While Beckett and Johnson Jerald's captain were shoveling paperwork back in the office, Castle persuaded the two boring guys to let him tag along with them on their trip to Atlantic City to talk to those who'd known and worked with the dead man. Castle, naturally, saw this as a chance for a working vacation, with the emphasis plainly not on "working." He was dreaming of slot machines, showgirls, and a mirth-making jester called Carrot Top. "I haven't seen him perform since his crazy makeover. It'll be like a new show!" Much of this part of the show was more fun than it should have been, just because Fillion had something to act childishly excited about. He may never be funnier than when he's revved up and trying to infect some otherwise rational person with his misplaced enthusiasm. When he's in the zone, Fillion brings enough to the party that he can be fun to watch even when he's doing Carrot Top jokes. He's fun even when he has to drop such lines as, "It's almost as if the thought of marriage fills him with a sense of impending doom. Oh, wait, that's me!"
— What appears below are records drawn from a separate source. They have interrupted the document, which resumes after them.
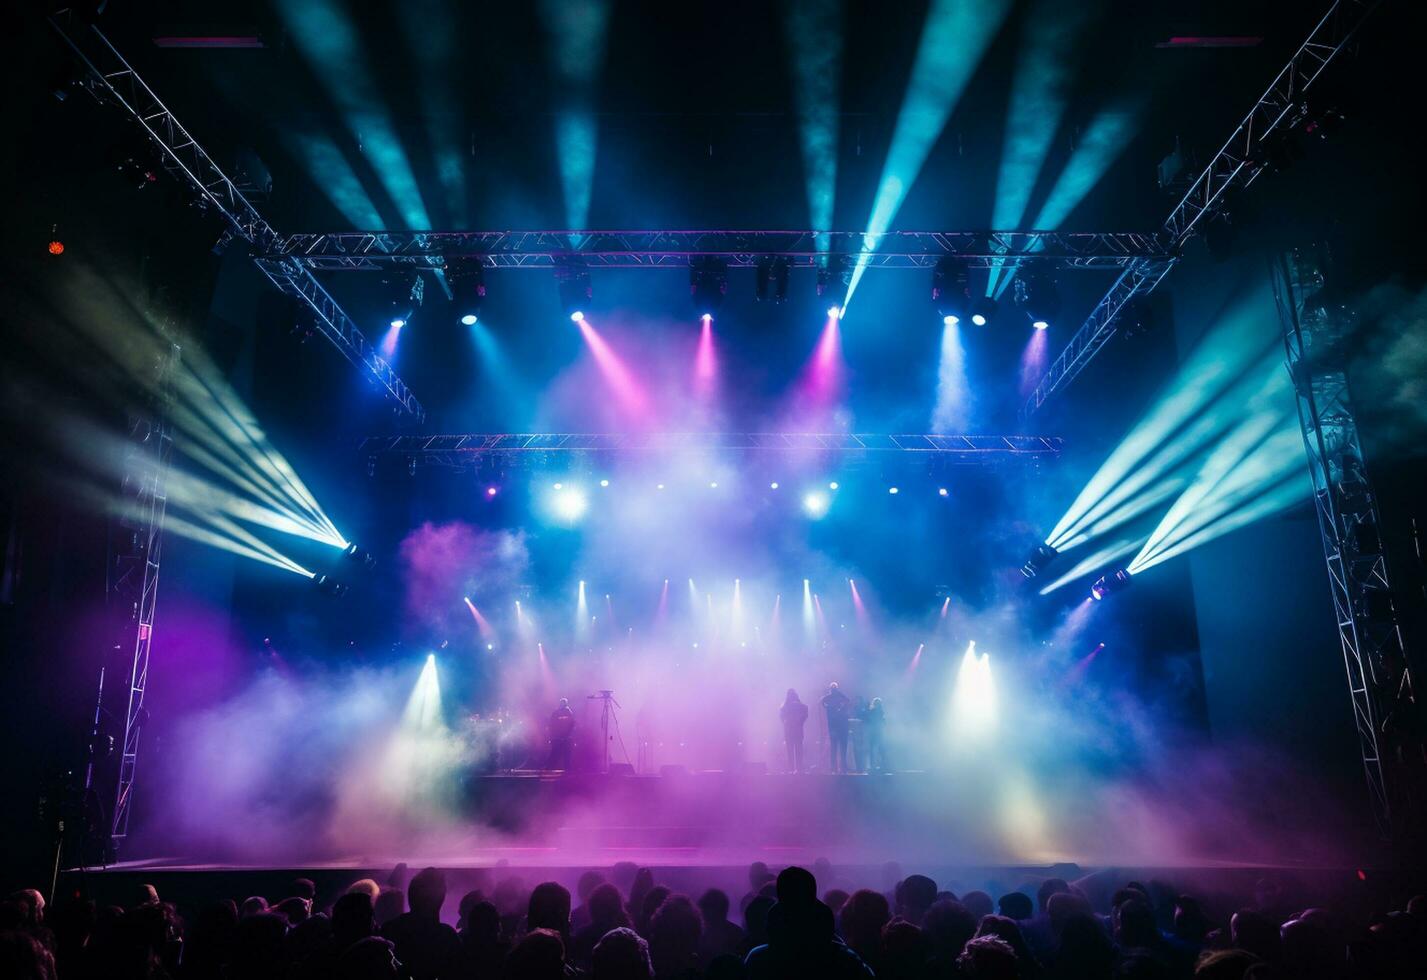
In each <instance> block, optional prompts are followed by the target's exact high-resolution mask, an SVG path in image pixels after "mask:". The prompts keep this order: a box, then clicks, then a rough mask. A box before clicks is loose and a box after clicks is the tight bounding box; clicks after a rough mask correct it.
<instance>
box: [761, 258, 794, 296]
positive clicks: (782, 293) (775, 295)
mask: <svg viewBox="0 0 1427 980" xmlns="http://www.w3.org/2000/svg"><path fill="white" fill-rule="evenodd" d="M791 268H792V267H791V265H789V262H788V260H786V258H773V257H771V255H765V257H763V258H761V260H758V267H756V270H755V272H753V298H755V300H758V301H759V302H763V301H765V300H768V298H769V295H768V294H769V287H772V300H773V302H785V301H786V300H788V272H789V270H791Z"/></svg>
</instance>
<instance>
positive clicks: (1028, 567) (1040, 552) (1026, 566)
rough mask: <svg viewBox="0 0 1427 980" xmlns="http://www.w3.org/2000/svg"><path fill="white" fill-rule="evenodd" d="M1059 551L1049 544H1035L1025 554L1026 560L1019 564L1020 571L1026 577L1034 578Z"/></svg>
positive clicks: (1044, 567)
mask: <svg viewBox="0 0 1427 980" xmlns="http://www.w3.org/2000/svg"><path fill="white" fill-rule="evenodd" d="M1059 553H1060V552H1057V551H1056V549H1055V548H1052V546H1050V545H1036V546H1035V548H1032V549H1030V553H1029V555H1026V561H1025V563H1023V565H1022V566H1020V573H1022V575H1025V576H1026V578H1027V579H1033V578H1036V576H1037V575H1040V572H1042V569H1045V566H1046V565H1049V563H1050V562H1052V559H1055V556H1056V555H1059Z"/></svg>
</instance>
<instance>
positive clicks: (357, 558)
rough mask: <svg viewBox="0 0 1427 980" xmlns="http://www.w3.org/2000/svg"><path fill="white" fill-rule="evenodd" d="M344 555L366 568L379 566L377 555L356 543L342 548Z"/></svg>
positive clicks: (351, 544)
mask: <svg viewBox="0 0 1427 980" xmlns="http://www.w3.org/2000/svg"><path fill="white" fill-rule="evenodd" d="M342 555H345V556H347V558H348V559H350V561H352V562H355V563H358V565H361V566H362V568H365V569H372V568H377V556H375V555H372V553H371V552H370V551H362V549H361V548H358V546H357V545H355V543H350V545H347V548H344V549H342Z"/></svg>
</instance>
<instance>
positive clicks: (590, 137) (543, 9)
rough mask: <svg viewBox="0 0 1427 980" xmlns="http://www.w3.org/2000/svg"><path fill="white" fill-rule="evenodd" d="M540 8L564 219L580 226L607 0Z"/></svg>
mask: <svg viewBox="0 0 1427 980" xmlns="http://www.w3.org/2000/svg"><path fill="white" fill-rule="evenodd" d="M539 11H541V19H542V20H544V23H545V30H547V31H548V33H549V36H551V63H552V68H554V73H555V83H557V93H558V96H557V98H558V101H559V106H558V108H557V111H555V153H557V161H558V165H559V180H561V187H562V190H564V194H565V221H567V224H568V227H569V228H585V227H586V225H588V223H589V201H591V197H592V195H594V188H595V160H596V157H598V150H599V127H598V123H596V118H595V88H596V87H598V84H599V73H601V68H602V67H604V58H605V34H606V31H608V27H609V0H541V4H539Z"/></svg>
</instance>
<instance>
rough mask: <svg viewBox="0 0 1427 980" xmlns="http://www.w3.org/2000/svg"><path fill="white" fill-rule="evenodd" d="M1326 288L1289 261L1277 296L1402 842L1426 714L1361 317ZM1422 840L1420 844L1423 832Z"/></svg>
mask: <svg viewBox="0 0 1427 980" xmlns="http://www.w3.org/2000/svg"><path fill="white" fill-rule="evenodd" d="M1323 285H1324V278H1323V272H1321V270H1320V267H1319V264H1317V262H1316V261H1314V260H1313V258H1311V257H1307V255H1304V254H1300V252H1290V254H1287V255H1284V257H1281V260H1280V264H1279V270H1277V275H1276V277H1274V294H1276V298H1277V301H1279V314H1280V318H1281V321H1283V340H1284V348H1286V357H1287V365H1289V371H1290V375H1291V378H1293V382H1294V389H1296V392H1297V404H1299V421H1300V424H1301V427H1303V446H1304V451H1306V454H1307V459H1309V472H1310V475H1311V478H1313V499H1314V504H1316V506H1317V515H1319V531H1320V534H1321V538H1323V555H1324V558H1326V561H1327V571H1329V589H1330V592H1331V596H1333V615H1334V619H1336V622H1337V633H1339V645H1340V646H1341V649H1343V663H1344V666H1346V669H1347V688H1349V696H1350V699H1351V702H1353V722H1354V726H1356V729H1357V743H1359V750H1360V753H1361V757H1363V770H1364V775H1366V776H1367V789H1368V797H1370V803H1371V810H1373V817H1374V820H1376V822H1377V826H1378V830H1380V832H1381V833H1383V834H1384V836H1390V837H1401V836H1404V834H1406V833H1411V832H1413V830H1414V827H1416V822H1417V820H1418V819H1420V815H1421V805H1423V796H1421V793H1423V790H1424V789H1427V759H1424V746H1423V742H1421V732H1423V729H1421V709H1420V705H1418V703H1417V700H1416V690H1414V685H1413V672H1411V666H1410V660H1408V653H1407V648H1406V645H1404V643H1403V633H1401V626H1400V618H1398V612H1397V608H1396V602H1394V598H1393V589H1391V581H1390V578H1388V569H1387V555H1386V552H1384V545H1383V534H1381V519H1380V515H1378V509H1377V499H1376V495H1374V492H1373V485H1371V482H1370V481H1368V478H1367V469H1366V466H1364V462H1363V446H1361V442H1360V441H1359V432H1357V422H1356V419H1354V415H1353V404H1351V399H1350V397H1349V385H1347V375H1346V371H1344V349H1346V345H1347V338H1349V334H1350V332H1351V328H1353V315H1351V312H1350V311H1349V310H1346V308H1344V307H1341V305H1337V304H1336V302H1334V301H1333V300H1331V298H1330V292H1329V291H1326V290H1324V288H1323ZM1416 830H1417V832H1418V833H1420V827H1416Z"/></svg>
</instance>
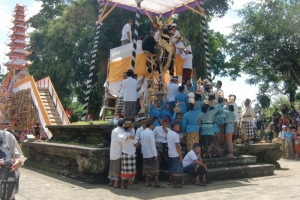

Maybe if Fillion had someone on his own level to play with, he could riff the hour away, and you'd barely notice that nothing was really happening until it was time for the production team's title card, and so to bed. Instead, he was stuck carrying around Kevin and Javier, and between the two of them, they can make you really miss Beckett. As for the story, it made room for all the characters you'd expect to turn up in the Atlantic City setting, including casino bosses, mobsters, and lovers caught in the middle; mixed them up good; allowed things to become overly complicated in a way that I think was meant to seem funny; and then revealed that they were all pretty much irrelevant to the solution to the mystery, a bravura twist that struck me as mildly insulting, since nothing that happened had been entertaining enough to justify putting up with it at all, if it was just going to turn out to be a red herring. At the end, Castle dragged his weary bones back to the apartment that Alexis had just finished cleaning after the party, collapsed on the sofa, and threw back his head so that he was looking straight up. For a second, I would've bet money that a pizza was going to fall from the ceiling onto his face, but it didn't. By that point, the message of the episode was: Be grateful for small favors.